What we’re reading (5/15)
“Fed’s Waller Says Inflation Jump Likely Temporary, Urges Patience” (Wall Street Journal). “The U.S. economy is “going gangbusters,” but the Federal Reserve needs to see several more months of data on jobs and inflation before determining when to begin scaling back its easy-money policies, a central banker said.”
“Nobel Winner Daniel Kahneman’s New Book On Bad Decisions Has A Lot To Say About Market Overconfidence And Money Mistakes” (CNBC). “[H]erd instinct is good when you are in a primitive society. If everyone is running from a lion, you should too…[W]hile it helped us survive throughout all of prehistory, the herd instinct is bad when you are making modern financial decisions. When everyone is getting into cryptocurrency, we are hard-wired to believe that we should join them. On a deep psychological level, it feels like a threat to our survival to not jump in. So we have to keep second guessing and combatting our natural instincts. Always second guess yourself, avoid overconfidence, and stay open-minded.”
“How Two Brothers Went From Nearly Jobless To Multi-Millionaires With A Bizarre Crypto Bet” (CNN Business). “Tommy, 38, and James, 42, who have asked CNN not to publish their last names to protect their anonymity, had put a few hundred bucks into an odd digital asset called shiba inu coin — a spinoff of dogecoin, so basically a parody of a parody. One coin was worth a fraction of a cent, but a friend, who happened to be a crypto expert, told them he believed it could be a big moneymaker.”
“Colonial Shutdown Shows How Americans Pay The Price Of Efficiency” (Washington Post). “The market-driven energy sector has spent a decade or more cutting costs, streamlining and digitizing. Four big oil refineries have shut down in Pennsylvania and New Jersey since 2010 because it’s cheaper to bring in gasoline by pipeline from the Gulf Coast, 1,500 miles away — as long as that pipeline stays in operation. Texas and California have driven the price of electricity down by throwing out the old regulatory structure — the structure that made sure utilities earned enough to invest in backup resources.”
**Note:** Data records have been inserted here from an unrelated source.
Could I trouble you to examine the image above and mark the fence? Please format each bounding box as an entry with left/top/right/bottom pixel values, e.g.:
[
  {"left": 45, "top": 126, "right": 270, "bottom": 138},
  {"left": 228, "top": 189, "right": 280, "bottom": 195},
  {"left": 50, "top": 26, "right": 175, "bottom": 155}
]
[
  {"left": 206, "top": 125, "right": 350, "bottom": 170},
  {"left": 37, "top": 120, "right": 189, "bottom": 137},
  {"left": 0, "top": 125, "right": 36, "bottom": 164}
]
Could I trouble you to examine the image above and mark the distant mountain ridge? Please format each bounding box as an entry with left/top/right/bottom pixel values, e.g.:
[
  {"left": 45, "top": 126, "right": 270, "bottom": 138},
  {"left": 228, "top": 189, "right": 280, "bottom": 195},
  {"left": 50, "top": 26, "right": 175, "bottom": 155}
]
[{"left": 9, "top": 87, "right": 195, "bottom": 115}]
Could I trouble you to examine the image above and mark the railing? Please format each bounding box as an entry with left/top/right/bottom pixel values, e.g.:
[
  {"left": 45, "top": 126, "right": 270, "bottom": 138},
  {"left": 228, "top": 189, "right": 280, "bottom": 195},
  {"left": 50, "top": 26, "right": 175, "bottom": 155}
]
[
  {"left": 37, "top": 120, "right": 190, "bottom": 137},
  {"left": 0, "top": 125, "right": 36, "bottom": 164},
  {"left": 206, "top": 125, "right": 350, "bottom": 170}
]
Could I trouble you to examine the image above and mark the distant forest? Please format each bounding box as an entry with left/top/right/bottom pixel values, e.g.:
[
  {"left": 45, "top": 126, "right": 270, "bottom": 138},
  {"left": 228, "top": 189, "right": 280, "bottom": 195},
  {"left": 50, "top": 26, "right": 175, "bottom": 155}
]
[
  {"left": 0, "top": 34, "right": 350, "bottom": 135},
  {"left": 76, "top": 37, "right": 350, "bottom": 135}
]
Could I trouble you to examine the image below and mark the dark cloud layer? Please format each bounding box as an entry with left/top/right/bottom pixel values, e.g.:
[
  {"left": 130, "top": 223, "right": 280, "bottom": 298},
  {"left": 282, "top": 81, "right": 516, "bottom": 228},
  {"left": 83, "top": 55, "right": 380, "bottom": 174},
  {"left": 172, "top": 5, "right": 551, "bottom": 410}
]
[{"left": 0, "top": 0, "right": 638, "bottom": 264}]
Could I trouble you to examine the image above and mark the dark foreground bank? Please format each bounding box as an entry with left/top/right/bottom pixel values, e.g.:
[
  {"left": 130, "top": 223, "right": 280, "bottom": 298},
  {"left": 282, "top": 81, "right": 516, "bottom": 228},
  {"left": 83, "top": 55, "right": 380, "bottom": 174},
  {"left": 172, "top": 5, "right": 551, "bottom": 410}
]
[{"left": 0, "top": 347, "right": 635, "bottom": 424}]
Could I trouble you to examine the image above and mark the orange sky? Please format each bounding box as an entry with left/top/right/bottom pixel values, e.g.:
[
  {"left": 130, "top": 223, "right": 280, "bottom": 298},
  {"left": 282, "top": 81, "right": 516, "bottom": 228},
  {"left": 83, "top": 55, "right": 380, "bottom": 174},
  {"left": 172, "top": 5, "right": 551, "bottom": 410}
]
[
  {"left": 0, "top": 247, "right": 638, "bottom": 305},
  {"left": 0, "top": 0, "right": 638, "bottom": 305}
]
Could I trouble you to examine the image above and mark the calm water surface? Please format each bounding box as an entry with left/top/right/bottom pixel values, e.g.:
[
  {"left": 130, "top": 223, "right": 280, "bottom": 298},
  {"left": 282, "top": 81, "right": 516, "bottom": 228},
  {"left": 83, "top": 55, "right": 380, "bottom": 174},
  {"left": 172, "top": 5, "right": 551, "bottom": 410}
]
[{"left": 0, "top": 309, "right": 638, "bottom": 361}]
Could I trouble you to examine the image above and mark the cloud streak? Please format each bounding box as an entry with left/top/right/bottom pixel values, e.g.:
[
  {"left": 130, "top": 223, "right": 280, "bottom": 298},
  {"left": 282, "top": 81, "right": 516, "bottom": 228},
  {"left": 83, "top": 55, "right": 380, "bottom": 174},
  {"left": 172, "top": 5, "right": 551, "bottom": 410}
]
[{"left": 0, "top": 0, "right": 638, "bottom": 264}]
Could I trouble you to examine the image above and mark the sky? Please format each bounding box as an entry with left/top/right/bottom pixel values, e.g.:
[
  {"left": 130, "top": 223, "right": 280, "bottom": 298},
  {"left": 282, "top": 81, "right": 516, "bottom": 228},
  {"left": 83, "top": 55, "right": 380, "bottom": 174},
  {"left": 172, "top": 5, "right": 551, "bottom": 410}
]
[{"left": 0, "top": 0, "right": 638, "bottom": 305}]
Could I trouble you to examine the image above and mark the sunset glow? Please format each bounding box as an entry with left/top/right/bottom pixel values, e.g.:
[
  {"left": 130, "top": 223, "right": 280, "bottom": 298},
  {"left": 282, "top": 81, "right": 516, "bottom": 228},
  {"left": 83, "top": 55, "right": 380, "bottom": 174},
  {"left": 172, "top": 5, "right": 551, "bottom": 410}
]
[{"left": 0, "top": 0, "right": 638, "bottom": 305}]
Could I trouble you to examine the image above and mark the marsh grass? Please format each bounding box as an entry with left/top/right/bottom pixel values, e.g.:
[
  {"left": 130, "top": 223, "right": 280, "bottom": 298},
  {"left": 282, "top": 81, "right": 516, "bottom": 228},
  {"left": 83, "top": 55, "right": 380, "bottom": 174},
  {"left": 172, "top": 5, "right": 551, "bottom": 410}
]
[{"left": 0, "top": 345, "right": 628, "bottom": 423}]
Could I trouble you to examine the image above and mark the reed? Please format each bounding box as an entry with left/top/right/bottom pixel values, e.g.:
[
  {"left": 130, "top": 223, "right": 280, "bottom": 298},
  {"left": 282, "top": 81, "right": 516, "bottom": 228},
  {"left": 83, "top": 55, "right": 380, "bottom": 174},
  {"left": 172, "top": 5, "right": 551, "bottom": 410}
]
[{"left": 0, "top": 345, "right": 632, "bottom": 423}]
“The Economics Of Non-Alcoholic Spirits, Explained” (InsideHook). “At first glance, non-alcoholic spirits seem like they should be relatively low-cost since they’re comprised of water instead of alcohol. Water-based distillates have a tax advantage, too: alcohol is subjected to state and federal excise taxes that distillers of non-alcoholic spirits don’t have to pay. And liquor is almost always sold through the three-tier system in which distributors take a substantial cut, whereas non-alcoholic spirit producers have the option of selling direct to consumers online. Nonetheless, non-alcoholic spirits often cost in excess of thirty dollars a bottle.”